With an opening menu of no less than sixteen numbered options, players have access to a bewildering array of story, arcade, versus, time attack and other modes, as well as a tutorial that features over 100 individual lessons about how to play the game, some of which you’ll very likely need. You see, whilst Under Night In-Birth: Exe Late[st] is much more accessible than games like BlazBlue and Guilty Gear, it still features some deep and complex fighting mechanics that could be unusual to the average Street Fighter player that might pick up a pad with friends once every few months.


The system used here is based on light, medium and heavy attacks, whilst the fourth button relates to a mechanic known as the Grind Grid. The Grind Grid is kind of a push and pull mechanic that rewards technical play whether it be both offensive or defensive, whilst at the same time, punishing anything that would usually be regarded as either cheap or overly defensive, such as retreating constantly. Whilst I was daunted by all of the gauges and acronyms at first, Under Night In-Birth: Exe Late[st] is a game that you are better off just diving into.

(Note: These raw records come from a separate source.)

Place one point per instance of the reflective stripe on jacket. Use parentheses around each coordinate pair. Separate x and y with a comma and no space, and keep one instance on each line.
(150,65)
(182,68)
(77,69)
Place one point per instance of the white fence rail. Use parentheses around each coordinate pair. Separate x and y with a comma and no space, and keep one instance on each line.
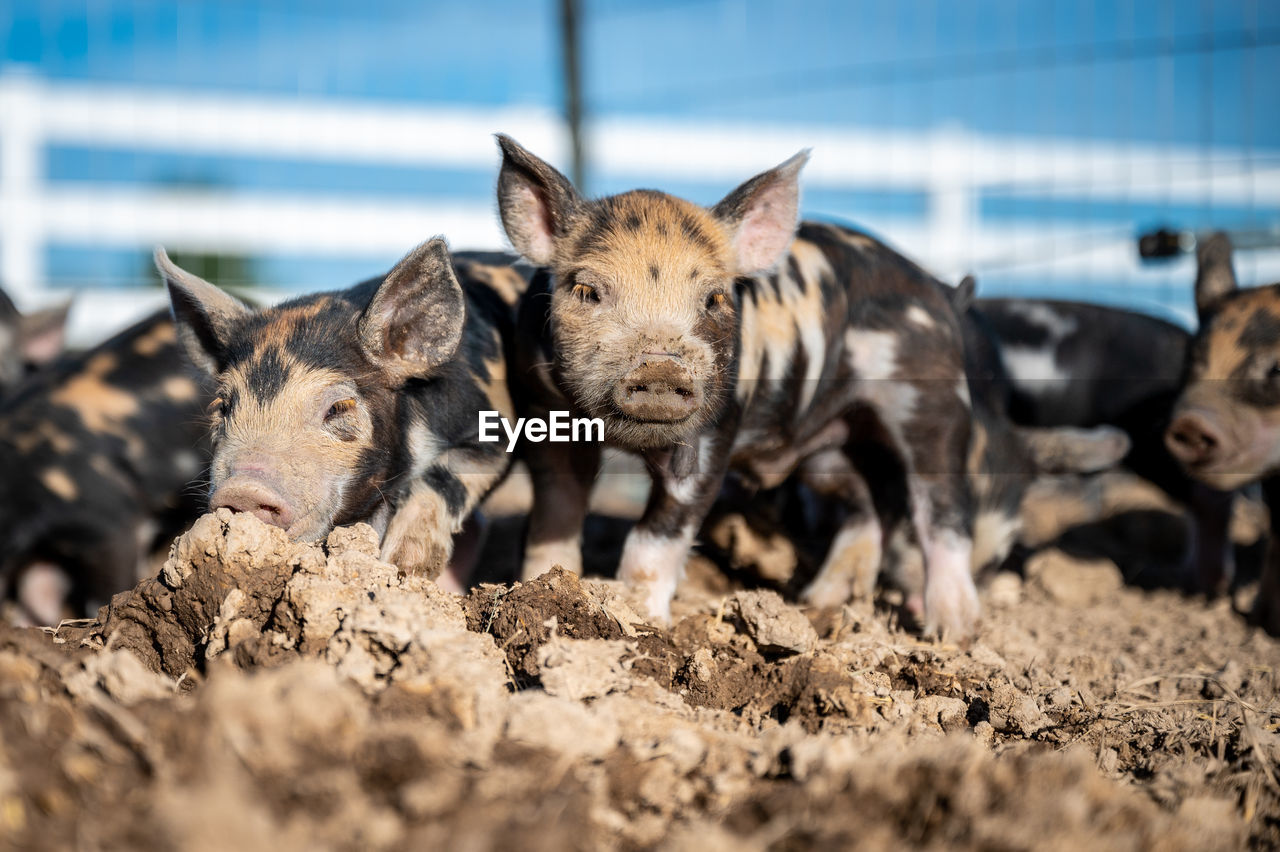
(951,168)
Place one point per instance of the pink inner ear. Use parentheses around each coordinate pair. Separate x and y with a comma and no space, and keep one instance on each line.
(42,346)
(767,229)
(535,224)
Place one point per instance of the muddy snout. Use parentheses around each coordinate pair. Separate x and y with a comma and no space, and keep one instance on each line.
(254,497)
(659,389)
(1194,439)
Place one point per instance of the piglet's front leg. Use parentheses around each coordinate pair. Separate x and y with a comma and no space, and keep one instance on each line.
(420,535)
(654,555)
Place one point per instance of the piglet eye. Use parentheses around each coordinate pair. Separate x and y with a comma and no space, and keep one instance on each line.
(585,293)
(339,408)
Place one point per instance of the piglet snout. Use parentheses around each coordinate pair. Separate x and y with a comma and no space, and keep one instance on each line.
(658,389)
(1193,439)
(255,499)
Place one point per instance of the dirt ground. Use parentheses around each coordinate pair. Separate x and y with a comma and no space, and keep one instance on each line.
(260,694)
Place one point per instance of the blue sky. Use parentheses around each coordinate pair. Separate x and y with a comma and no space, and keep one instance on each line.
(1184,73)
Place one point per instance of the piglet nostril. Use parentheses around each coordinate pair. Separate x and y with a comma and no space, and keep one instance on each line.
(1193,439)
(252,499)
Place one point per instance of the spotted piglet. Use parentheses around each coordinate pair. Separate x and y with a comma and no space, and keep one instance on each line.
(99,452)
(1225,429)
(359,404)
(721,338)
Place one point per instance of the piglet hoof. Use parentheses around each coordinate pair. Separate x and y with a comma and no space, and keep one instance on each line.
(419,557)
(951,607)
(826,592)
(1266,613)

Delightfully, it’s the kind of game that can make an amateur feel relatively skillful, thanks to another unique technical feature that you’ll be unlikely to understand at first (and you’ll never need to anyway.) That feature revolves around the fact that attacks can be chained in a particular way both up and down in terms of strength, whilst it’s also possible to cancel attacks immediately for a weaker/faster one. This means that combos flow fairly naturally despite relatively little demand on the player, whilst few attacks (or strings) result in a committed that can’t be backed out of.

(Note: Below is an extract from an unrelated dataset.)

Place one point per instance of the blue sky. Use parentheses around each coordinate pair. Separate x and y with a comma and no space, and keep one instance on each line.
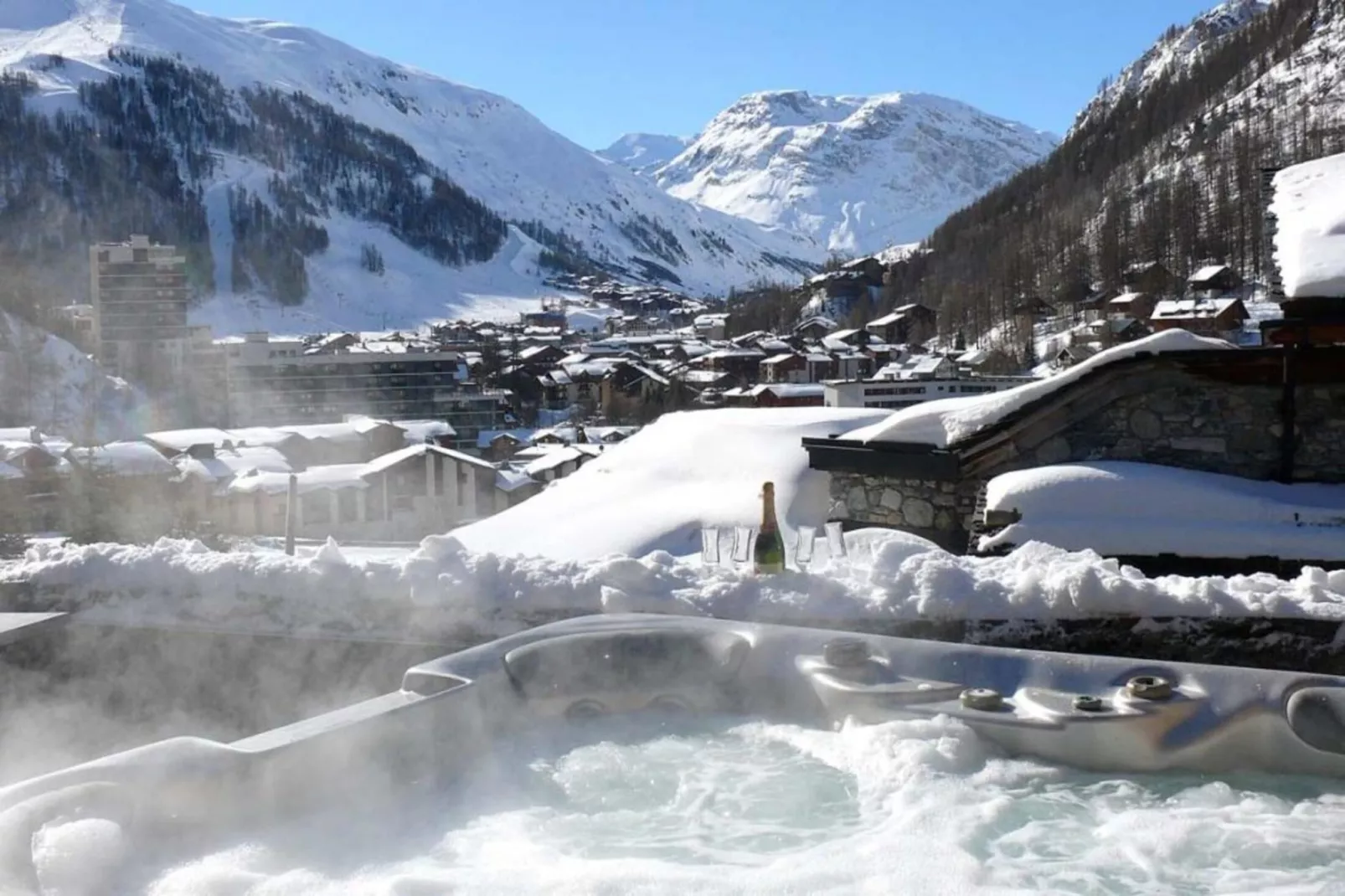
(597,69)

I’m not a fighting game expert, but I am competent enough when I apply myself, so Under Night In-Birth: Exe Late[st] presented me with an almost perfect proposition. It is very easy to pick up and learn at a basic level (and the default difficulty is relatively easy for a solo player) but it has a real, genuine mid and late game proposition for those who want it. It may look a little bit like a tarted up game from several years ago (which I suppose it is) but it has a fighting engine that is still relevant and fun to engage with even now.

I wouldn’t place too much stock in the visual novel aspect, if I’m honest. Think of Under Night In-Birth: Exe Late[st] as a fighting game that comes with the rare benefit of having a plot that is deep and interesting enough that it can at least be called as much. The combat is the real meat on the bones here, so with twenty fairly distinct (and entirely quirky) characters to choose from and a great fighting engine, the value proposition is not bad. I don’t think Under Night In-Birth: Exe Late[st] really stacks up against games like Dragon Ball FighterZ directly, but then again it is a slightly lower cost release that is certainly worth paying attention to.

***½  3.5/5

Under Night In-Birth: Exe Late[st] is available now on the PS4 from PQube.